Milius happily obliges:
“It would have been a lot different! The movie now is kinda’ a poor man’s ‘Butch Cassidy [and the Sundance Kid]’ or something… it’s a very kind of fritzy, almost I hate to say it, a Beverly Hills western. There’s a feeling to it now that wasn’t there originally. It’s a much stronger movie in the screenplay.”
From there, the two discuss the Milius movie that never was, and how Paul Newman got in the way of the gritty reality the writer was trying to achieve. The conversation flows naturally, but with purpose. Tarantino is not looking to stroke ego. He wants to know how “Mr. Macho” reflects on his perception.
No critic, including me, can describe Milius without also discussing machismo. Milius is not surprised by how others react to his movies, but he also believes film writers lazily rely on assumptions established by the previous guard. “Machismo” gets planted early, and it sticks. Is shaking the concept the responsibility of the director, or the person doomed to illuminate his work?
Sticking with The Life and Times of Judge Roy Bean, Tarantino challenges Milius as a chauvinist by labeling the script as romantic, pointing to three specific sequences:
“First there’s the way he feels and speaks about Lily Langtry (the famous stage actress he loves from afar), then there’s the scene in the desert with Maria Elena (Victoria Principal). And he asks her what she wants? And she says, I’d like a box you open it and it makes song. He says, Ya’ mean a music box? Why I’d get ya’ a pipe organ! Then he sings “The Yellow Rose of Texas” to her. He’s old and crusty, but in his own way romantic and eloquent.”
Milius concurs, stating that all of his films are filled with “rapid romanticism.” Tarantino rolls with it, continuing to listen to how Milius’ script for The Life and Times of Judge Roy Bean was better than the film we got. They go back and forth for a bit on the heart beating beneath all the violence, but Tarantino offers another provocation.

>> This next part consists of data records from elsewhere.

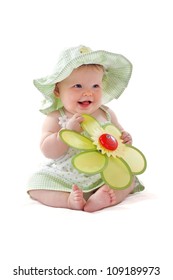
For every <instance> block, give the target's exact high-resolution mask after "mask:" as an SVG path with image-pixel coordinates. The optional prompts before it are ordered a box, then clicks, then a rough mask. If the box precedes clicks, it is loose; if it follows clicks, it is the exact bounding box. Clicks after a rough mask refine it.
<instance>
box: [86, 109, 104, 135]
mask: <svg viewBox="0 0 173 280" xmlns="http://www.w3.org/2000/svg"><path fill="white" fill-rule="evenodd" d="M82 116H83V117H84V121H83V122H82V123H81V126H82V128H83V130H85V131H87V132H88V134H89V135H90V136H93V135H94V134H95V132H96V131H98V130H99V131H104V130H103V129H102V127H101V125H100V124H99V122H98V121H97V120H96V119H95V118H93V117H92V116H90V115H87V114H83V115H82Z"/></svg>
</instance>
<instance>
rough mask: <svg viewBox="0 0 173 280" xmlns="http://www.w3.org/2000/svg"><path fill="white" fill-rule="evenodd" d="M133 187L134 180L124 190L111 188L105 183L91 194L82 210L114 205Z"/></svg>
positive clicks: (106, 206) (125, 197) (102, 208)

Jumping over to Dillinger, Tarantino tells Milius that the only scene in the whole film that doesn’t work is the romantic montage between Warren Oates and Michelle Phillips, which lands with a thud in the middle. He tells Milius that the sequence plays as if his heart wasn’t in it, and the director takes it. When Tarantino says Phillips defending her man with a Tommy Gun during the climax to be the more passionate incident, Milius agrees. Loyalty being the most romantic action of all, and this notion would later infect Tarantino’s Pulp Fiction, where he would insert Milius’ “if people are loyal to each other, that’s very meaningful” directly into the mouth of Vincent Vega (John Travolta).
This chunk of the discussion concludes with the two celebrating the greatness of William Smith, whom Milius contemplates as a possibly better choice for Dillinger. Whatever. He got the man to be Conan’s dad, and that’s all kinds of perfect.

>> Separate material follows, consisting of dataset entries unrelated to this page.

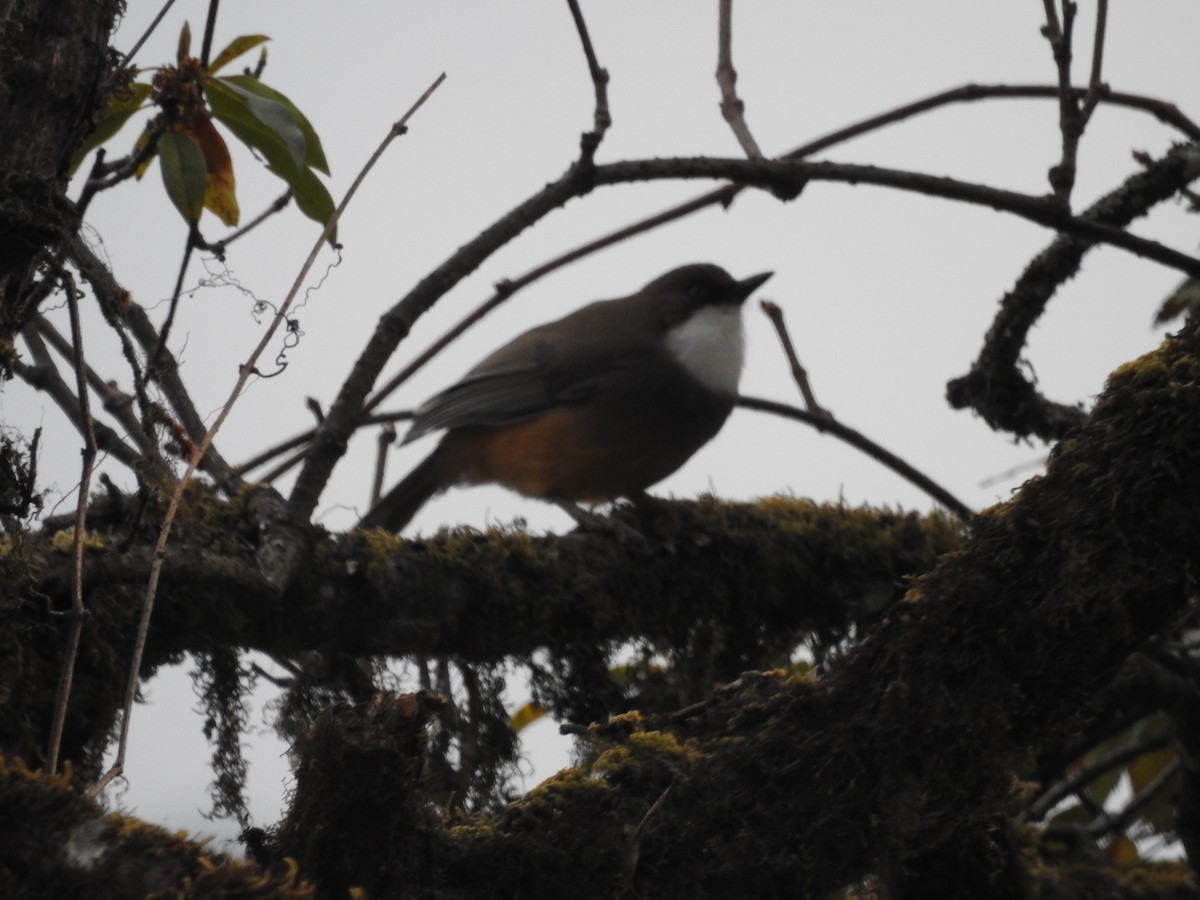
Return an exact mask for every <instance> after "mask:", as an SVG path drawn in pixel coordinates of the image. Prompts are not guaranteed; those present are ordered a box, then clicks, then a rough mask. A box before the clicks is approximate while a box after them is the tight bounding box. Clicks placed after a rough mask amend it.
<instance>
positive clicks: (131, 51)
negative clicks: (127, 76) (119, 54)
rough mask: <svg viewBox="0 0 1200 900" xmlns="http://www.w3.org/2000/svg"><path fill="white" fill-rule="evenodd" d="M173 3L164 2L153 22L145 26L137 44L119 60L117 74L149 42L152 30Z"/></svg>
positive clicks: (128, 64)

What you see in this brief exchange are two guys who love talking about movies. Tarantino wants in on the meat of his favorite films, and Milius serves him a plate of bloody steak because the kid doesn’t merely deliver praise. The difficulty of so many interviews occurs when you come supplied with questions. You need them, but keep them in your back pocket. The conversation is the point. You have to go where it goes.
Tarantino is a man on a mission. This twenty-year-old wants in on the craft. Milius is willing, and game recognizes game. The kid wouldn’t have found his way into a part-two through fawning or a wedged agenda. Tarantino got the gold because he met Milius’ passion with his own, had a point of view apart from Milius, and didn’t brown-nose his way into pap responses.
Now, we wait for Tarantino to post the rest of this epic chat.